La estrategia, sin embargo, ha tenido el efecto opuesto en sus destinatarios. El senador Gastón Saavedra, presidente de la Comisión de Economía del Senado y senador PS por el Biobío, rechazó las declaraciones de Alvarado y fijó la condición del PS para negociar en la Cámara Alta: que el Gobierno deje de gobernar por decreto. 

“Me parecen desacertadas (las declaraciones de Alvarado). El ministro no tiene antecedentes para hacer ese tipo de afirmaciones y, además, si lo que busca es meter una cuña, se equivoca”, afirmó Saavedra a EL DÍNAMO. Y fue más directo al marcar la línea: “El Gobierno tiene que escoger: ¿gobierna por decreto o gobierna dialogando? Que lo elija”.

El senador Juan Luis Castro, jefe de la bancada del Socialismo Democrático, fue aún más directo en su diagnóstico sobre el escenario que viene: “Yo creo que esa propuesta que hace el ministro del Interior tiene que ver con que ellos en el Senado no tienen al Partido de la Gente”, afirmó. 

De momento, las esperanzas del Gobierno están albergadas en que el senador Pedro Araya (IND-PPD) logre ser el puente con la bancada y abrir las puertas a una eventual negociación.

Sin embargo, el PS finalmente anunció que se plegará a las bancadas del PC, FA, y el PPD, y rechazará la idea de legislar la megarreforma.

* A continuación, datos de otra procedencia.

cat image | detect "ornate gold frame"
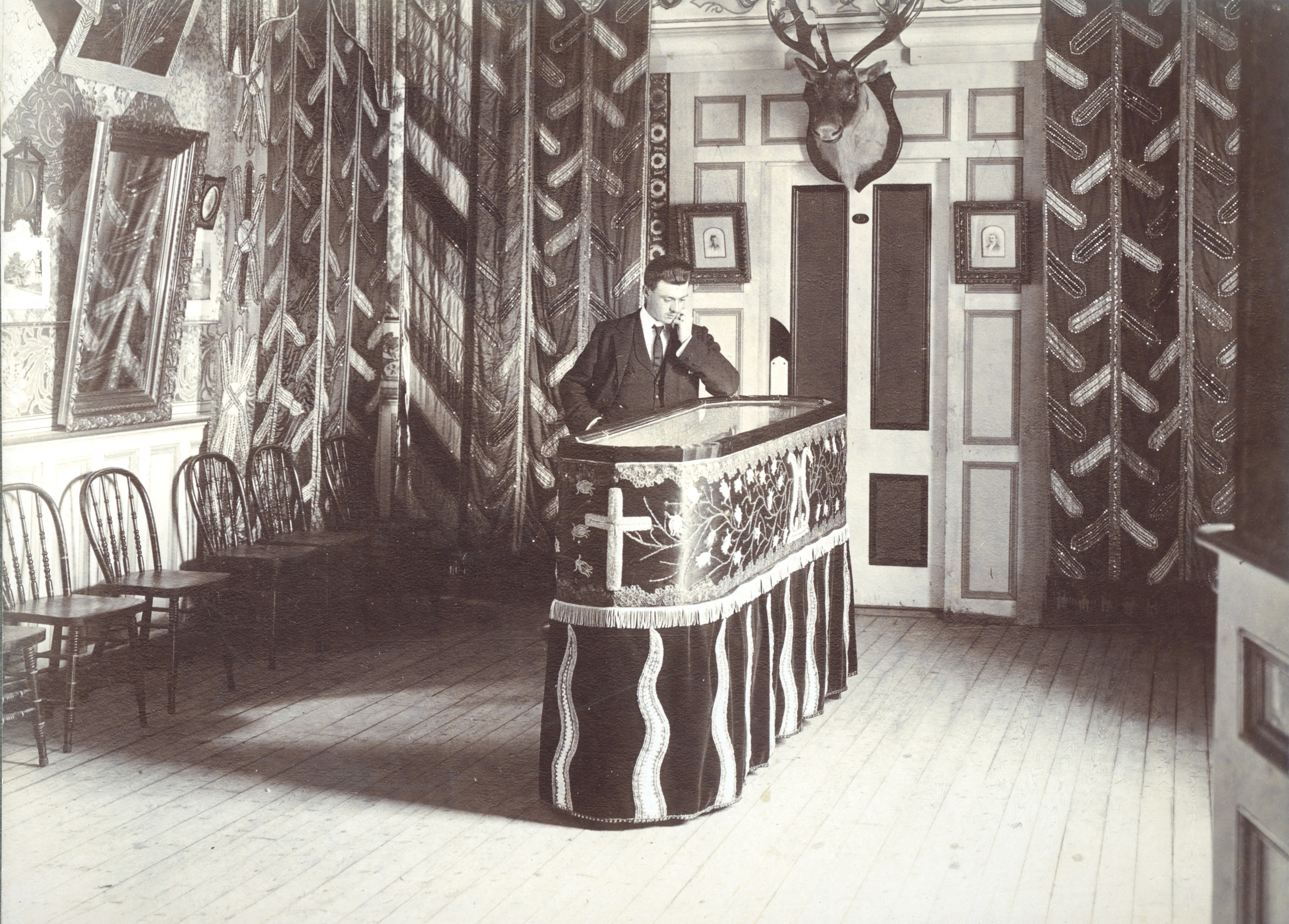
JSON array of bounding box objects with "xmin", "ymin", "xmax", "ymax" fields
[{"xmin": 58, "ymin": 120, "xmax": 209, "ymax": 430}]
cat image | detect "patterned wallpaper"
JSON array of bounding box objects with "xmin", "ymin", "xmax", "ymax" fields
[{"xmin": 0, "ymin": 0, "xmax": 236, "ymax": 427}]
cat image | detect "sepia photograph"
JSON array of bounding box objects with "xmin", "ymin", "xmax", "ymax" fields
[{"xmin": 0, "ymin": 0, "xmax": 1289, "ymax": 924}]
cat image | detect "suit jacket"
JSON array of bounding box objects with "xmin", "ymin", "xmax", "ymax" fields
[{"xmin": 560, "ymin": 312, "xmax": 739, "ymax": 433}]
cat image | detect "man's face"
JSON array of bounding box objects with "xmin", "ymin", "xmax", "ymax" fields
[{"xmin": 645, "ymin": 280, "xmax": 693, "ymax": 325}]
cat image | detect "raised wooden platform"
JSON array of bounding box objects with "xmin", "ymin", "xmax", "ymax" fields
[{"xmin": 0, "ymin": 599, "xmax": 1212, "ymax": 924}]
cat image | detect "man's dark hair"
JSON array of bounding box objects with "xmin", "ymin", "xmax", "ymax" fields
[{"xmin": 645, "ymin": 254, "xmax": 693, "ymax": 291}]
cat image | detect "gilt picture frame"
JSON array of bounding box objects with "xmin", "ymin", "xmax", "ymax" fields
[
  {"xmin": 58, "ymin": 0, "xmax": 201, "ymax": 97},
  {"xmin": 954, "ymin": 201, "xmax": 1033, "ymax": 285},
  {"xmin": 672, "ymin": 202, "xmax": 752, "ymax": 284},
  {"xmin": 58, "ymin": 120, "xmax": 209, "ymax": 430}
]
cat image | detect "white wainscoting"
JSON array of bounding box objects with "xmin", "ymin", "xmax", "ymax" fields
[{"xmin": 4, "ymin": 417, "xmax": 206, "ymax": 588}]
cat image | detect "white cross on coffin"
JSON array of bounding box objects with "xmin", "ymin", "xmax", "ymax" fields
[{"xmin": 586, "ymin": 487, "xmax": 654, "ymax": 590}]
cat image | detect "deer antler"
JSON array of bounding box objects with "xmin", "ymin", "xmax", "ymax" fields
[
  {"xmin": 766, "ymin": 0, "xmax": 833, "ymax": 68},
  {"xmin": 851, "ymin": 0, "xmax": 925, "ymax": 67}
]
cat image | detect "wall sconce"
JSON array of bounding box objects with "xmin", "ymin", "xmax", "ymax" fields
[{"xmin": 4, "ymin": 138, "xmax": 45, "ymax": 237}]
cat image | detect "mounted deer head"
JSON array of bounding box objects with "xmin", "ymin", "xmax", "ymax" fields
[{"xmin": 766, "ymin": 0, "xmax": 925, "ymax": 191}]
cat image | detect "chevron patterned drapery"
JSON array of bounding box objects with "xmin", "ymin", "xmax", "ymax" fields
[
  {"xmin": 400, "ymin": 0, "xmax": 648, "ymax": 553},
  {"xmin": 1044, "ymin": 0, "xmax": 1240, "ymax": 608},
  {"xmin": 234, "ymin": 3, "xmax": 389, "ymax": 500}
]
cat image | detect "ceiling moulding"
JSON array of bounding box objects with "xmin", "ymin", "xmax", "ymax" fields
[{"xmin": 650, "ymin": 0, "xmax": 1041, "ymax": 73}]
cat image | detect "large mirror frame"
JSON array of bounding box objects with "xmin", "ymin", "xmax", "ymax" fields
[{"xmin": 58, "ymin": 120, "xmax": 209, "ymax": 430}]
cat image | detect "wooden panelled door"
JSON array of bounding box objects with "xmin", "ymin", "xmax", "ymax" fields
[
  {"xmin": 847, "ymin": 161, "xmax": 953, "ymax": 608},
  {"xmin": 766, "ymin": 160, "xmax": 960, "ymax": 609}
]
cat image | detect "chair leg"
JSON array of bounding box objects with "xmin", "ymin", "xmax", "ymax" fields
[
  {"xmin": 22, "ymin": 644, "xmax": 49, "ymax": 767},
  {"xmin": 315, "ymin": 559, "xmax": 331, "ymax": 651},
  {"xmin": 268, "ymin": 567, "xmax": 277, "ymax": 670},
  {"xmin": 63, "ymin": 625, "xmax": 81, "ymax": 754},
  {"xmin": 165, "ymin": 597, "xmax": 179, "ymax": 715},
  {"xmin": 125, "ymin": 613, "xmax": 148, "ymax": 728},
  {"xmin": 49, "ymin": 625, "xmax": 63, "ymax": 672}
]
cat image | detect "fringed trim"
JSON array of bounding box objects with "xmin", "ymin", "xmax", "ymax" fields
[{"xmin": 550, "ymin": 526, "xmax": 851, "ymax": 629}]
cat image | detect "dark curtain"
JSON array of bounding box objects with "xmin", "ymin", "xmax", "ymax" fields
[
  {"xmin": 242, "ymin": 3, "xmax": 389, "ymax": 500},
  {"xmin": 400, "ymin": 0, "xmax": 648, "ymax": 554},
  {"xmin": 1044, "ymin": 0, "xmax": 1240, "ymax": 616}
]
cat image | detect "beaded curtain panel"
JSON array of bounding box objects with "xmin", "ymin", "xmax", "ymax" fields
[
  {"xmin": 400, "ymin": 3, "xmax": 648, "ymax": 552},
  {"xmin": 1044, "ymin": 0, "xmax": 1240, "ymax": 616}
]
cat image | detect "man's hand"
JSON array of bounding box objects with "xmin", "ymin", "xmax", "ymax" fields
[{"xmin": 672, "ymin": 304, "xmax": 693, "ymax": 348}]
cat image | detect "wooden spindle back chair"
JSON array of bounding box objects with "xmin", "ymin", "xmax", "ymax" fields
[
  {"xmin": 80, "ymin": 468, "xmax": 236, "ymax": 713},
  {"xmin": 180, "ymin": 452, "xmax": 325, "ymax": 669},
  {"xmin": 0, "ymin": 483, "xmax": 148, "ymax": 751},
  {"xmin": 246, "ymin": 445, "xmax": 309, "ymax": 540},
  {"xmin": 81, "ymin": 468, "xmax": 161, "ymax": 577},
  {"xmin": 322, "ymin": 436, "xmax": 375, "ymax": 530},
  {"xmin": 4, "ymin": 485, "xmax": 72, "ymax": 611},
  {"xmin": 183, "ymin": 452, "xmax": 259, "ymax": 558}
]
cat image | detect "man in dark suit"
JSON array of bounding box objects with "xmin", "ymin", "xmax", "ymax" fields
[{"xmin": 560, "ymin": 254, "xmax": 739, "ymax": 433}]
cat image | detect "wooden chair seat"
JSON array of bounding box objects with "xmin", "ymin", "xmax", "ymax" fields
[
  {"xmin": 4, "ymin": 594, "xmax": 147, "ymax": 629},
  {"xmin": 4, "ymin": 625, "xmax": 49, "ymax": 767},
  {"xmin": 261, "ymin": 530, "xmax": 362, "ymax": 549},
  {"xmin": 76, "ymin": 568, "xmax": 232, "ymax": 597},
  {"xmin": 179, "ymin": 545, "xmax": 317, "ymax": 574}
]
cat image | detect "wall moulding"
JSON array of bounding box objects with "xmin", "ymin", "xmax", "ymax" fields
[{"xmin": 650, "ymin": 8, "xmax": 1041, "ymax": 72}]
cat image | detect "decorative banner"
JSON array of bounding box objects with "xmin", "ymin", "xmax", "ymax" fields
[
  {"xmin": 1044, "ymin": 0, "xmax": 1240, "ymax": 607},
  {"xmin": 647, "ymin": 73, "xmax": 672, "ymax": 260},
  {"xmin": 398, "ymin": 1, "xmax": 648, "ymax": 552}
]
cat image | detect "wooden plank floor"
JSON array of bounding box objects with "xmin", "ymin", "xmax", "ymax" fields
[{"xmin": 0, "ymin": 599, "xmax": 1212, "ymax": 924}]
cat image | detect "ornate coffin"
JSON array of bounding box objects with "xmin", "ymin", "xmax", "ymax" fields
[
  {"xmin": 537, "ymin": 398, "xmax": 856, "ymax": 823},
  {"xmin": 552, "ymin": 398, "xmax": 846, "ymax": 628}
]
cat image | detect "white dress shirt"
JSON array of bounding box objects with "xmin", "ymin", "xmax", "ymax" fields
[{"xmin": 641, "ymin": 308, "xmax": 693, "ymax": 356}]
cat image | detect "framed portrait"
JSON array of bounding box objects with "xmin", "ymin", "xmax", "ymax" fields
[
  {"xmin": 954, "ymin": 201, "xmax": 1030, "ymax": 285},
  {"xmin": 672, "ymin": 202, "xmax": 752, "ymax": 282},
  {"xmin": 197, "ymin": 177, "xmax": 228, "ymax": 231}
]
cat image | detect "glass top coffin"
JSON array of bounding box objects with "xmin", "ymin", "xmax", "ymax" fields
[{"xmin": 560, "ymin": 397, "xmax": 846, "ymax": 461}]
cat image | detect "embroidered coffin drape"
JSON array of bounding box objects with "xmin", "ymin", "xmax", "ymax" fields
[
  {"xmin": 211, "ymin": 3, "xmax": 389, "ymax": 497},
  {"xmin": 398, "ymin": 0, "xmax": 648, "ymax": 552},
  {"xmin": 1044, "ymin": 0, "xmax": 1240, "ymax": 607}
]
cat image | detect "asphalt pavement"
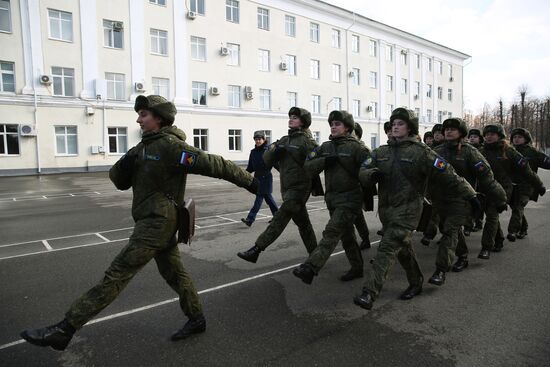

“Hoy día la tarea se radica en el Senado. Aun cuando el gobierno intenta dividir a la oposición, acá está la oposición: firmes y en bloque para decir con mucha fuerza que vamos a votar en contra de la ley de los súper ricos”, indicó Daniella Cicardini.

Reservas de constitucionalidad y el TC como nueva arena

Mientras el Ejecutivo calibra cómo abordar el Senado, la oposición ya activó otra palanca. Los parlamentarios del Frente Amplio, en particular, anunciaron reservas de constitucionalidad sobre decenas de artículos del proyecto, con el objetivo de que el Tribunal Constitucional determine si los puntos aprobados son compatibles con la Carta Fundamental. 

El artículo más relevante del cual se hizo reserva de constitucionalidad fue el 29, que establece la invariabilidad tributaria de 25 años para inversiones desde US$50 millones. Tras su aprobación, el diputado comunista Marcos Barraza fue el primero en anunciar la reserva, argumentando que la norma vulnera el artículo 4 de la Constitución —que define a Chile como una república democrática—, al que se sumaron los frenteamplistas Jorge Brito, Jaime Bassa y Matías Fernández. 

El diputado Jaime Mulet (FRVS) también anunció que recurrirá al TC, señalando que la norma fue aprobada “de manera inconstitucional” y haciendo reserva tanto del artículo permanente como del transitorio. 

El movimiento anticipa que, incluso si el Gobierno logra avanzar en el Senado, la batalla jurídica podría extenderse más allá del Congreso.